C’est ainsi que le beffroi de Mons fut reconstruit au même endroit que la tour effondrée, rue des Gades. Le terrain, bien qu’administré par la Ville étant la propriété du comte de Hainaut (alors le roi Charles II d’Espagne), ce dernier accorda un crédit pour la construction, aide qui se justifiait puisque la tour servait aussi au guet en cas d’invasion étrangère en même temps qu’à la vigile en cas d’incendie, tant à Mons que dans les villages proches, mais c’est la Ville qui assuma la fonction de maître de l’ouvrage lors de la reconstruction.
Les décombres furent rapidement déblayés et dès le mois d’octobre 1661, Louis Ledoux (ou Le Doulx), architecte et sculpteur montois, fut désigné comme auteur de projet, mais il n’acheva pas son œuvre car il mourut en 1667 à l’âge de 51 ans. La construction du beffroi fut terminée par le bruxellois Vincent Anthony, qui était son associé pour le projet et qui, par ailleurs, travaillait à la reconstruction de l’église Saint-Nicolas, détruite par le feu en 1664.
[1]Gilles-Joseph De Boussu. Histoire de la Ville de Mons, ancienne et nouvelle. Chez Nicolas Varret. 1725.
L’architecte Ledoux avait proposé plusieurs projets dont certains représentaient une tour octogonale, mais, en avril 1662 le Conseil de Ville choisit le modèle de tour carrée, jugée par celui-ci : « tour toute simple et sans ornement à hauteur du château. » La pose des premières pierres eut lieu le 13 juin 1662, et les travaux des fondations commencèrent immédiatement alors que le projet définitif ne fut approuvé que le 12 juillet 1662. Les travaux s’achevèrent le 5 juin 1671, soit dix ans après la pose de la première pierre[1]. La construction de cet édifice prestigieux obéra forcément les finances communales comme autrefois la construction de l’Hôtel de Ville mais, cette fois-ci, le bâtiment sera achevé « jusqu’au sommet de la charpente, jusqu’aux girouettes et épis dorés ». Les cloches (36 en tout selon De Boussu) furent pendues en 1673 et en 1674 ; quant à l’horloge elle fut installée en 1674.
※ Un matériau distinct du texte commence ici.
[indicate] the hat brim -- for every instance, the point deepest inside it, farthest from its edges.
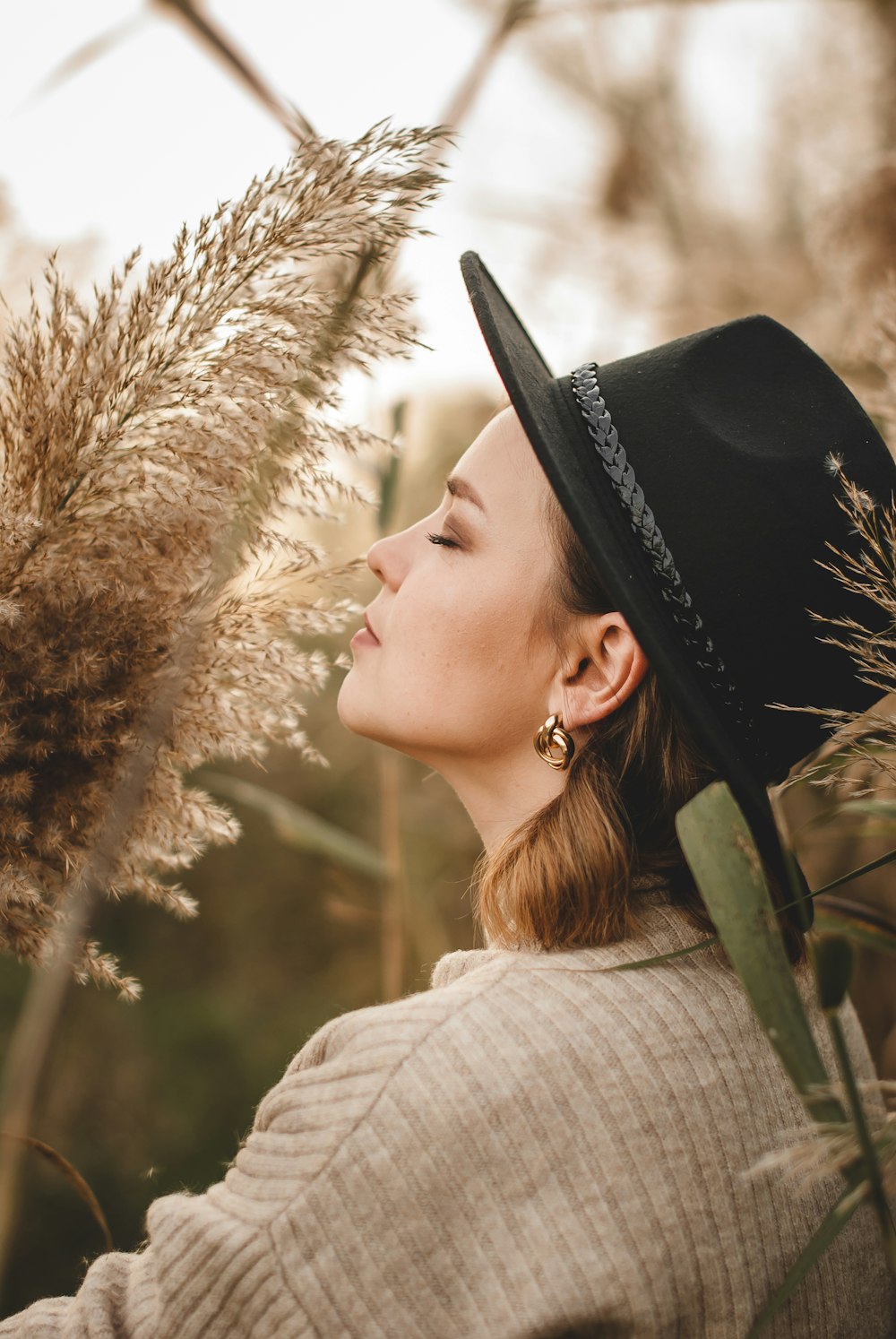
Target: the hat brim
(554, 425)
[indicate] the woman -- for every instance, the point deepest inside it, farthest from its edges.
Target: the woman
(538, 1145)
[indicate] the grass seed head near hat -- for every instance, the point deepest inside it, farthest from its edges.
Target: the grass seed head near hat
(697, 477)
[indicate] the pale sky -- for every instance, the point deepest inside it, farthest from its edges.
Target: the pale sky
(154, 133)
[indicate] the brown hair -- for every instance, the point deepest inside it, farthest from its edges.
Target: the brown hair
(565, 877)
Le Beffroi de Mons illustre le style baroque sobre, avec un décor classique. Les murs sont en grès de Bray tandis que les ornements, y compris les colonnes et les pilastres portants, sont en pierre bleue. La base est enclavée dans la muraille médiévale du château tandis que les trois niveaux supérieurs affichent trois « ordres » différents : toscan, ionique, et le troisième, qui n’est pas corinthien comme l’exige l’inspiration classique, mais est marqué de hautes volutes aplaties aux spires comprimées. Les niveaux présentent des baies au décor chargé mais à encadrement sobre et simple ; ils sont séparés par des corniches saillantes soutenues par de larges consoles et sont décorés de balustrades à balustres bombés et de sphères à protubérances. Les lucarnes au niveau des combles sont également abondamment décorées.
Les cadrans de l’horloge disposés sur chacune des faces orientées aux quatre points cardinaux ont un diamètre de 4 mètres. L’ancien mouvement d’horlogerie à poids, toujours existant, est remarquable de qualité, à la fois, technique et esthétique (actuellement les aiguilles des cadrans sont mues à l’électricité).
Ce qui caractérise le plus le Beffroi de Mons, le seul de style baroque de Belgique, est sans doute la charpente en bulbe qui le domine. On dit que celui-ci est l’édifice présentant cette caractéristique situé le plus à l’Ouest de l’Europe. Cette tradition venue d’Orient, de Constantinople, et introduite en Europe lors des conquêtes de territoires par les Ottomans, s’étendit depuis l’Autriche puis par la Bavière, la Forêt noire, le Luxembourg et enfin, par Namur, parvint en Hainaut au plus tard au XVe siècle. Le bulbe principal est surmonté d’une lanterne d’où la vue s’étend au loin.
[1] Extrait des « Annales du Cercle Archéologique de Mons » Tome XLVI .
Actuellement, le « Lion Belgique », les armes du Hainaut, celles de la Ville et celles du dernier châtelain sont visibles sur les quatre faces de la tour mais au moment de son édification, celles des châtelains (les Havré, Croy) et du grand bailli y étaient sculptées. Elles furent martelées en 1794, les autorités républicaines ayant décidé, le 8 janvier, d’ôter toutes les marques, armoiries et signes rappelant la féodalité et l’ancien régime (une partie des cloches fut également enlevées en 1794,)[[1]](https://www.facebook.com/groups/523240475197474#_ftn1).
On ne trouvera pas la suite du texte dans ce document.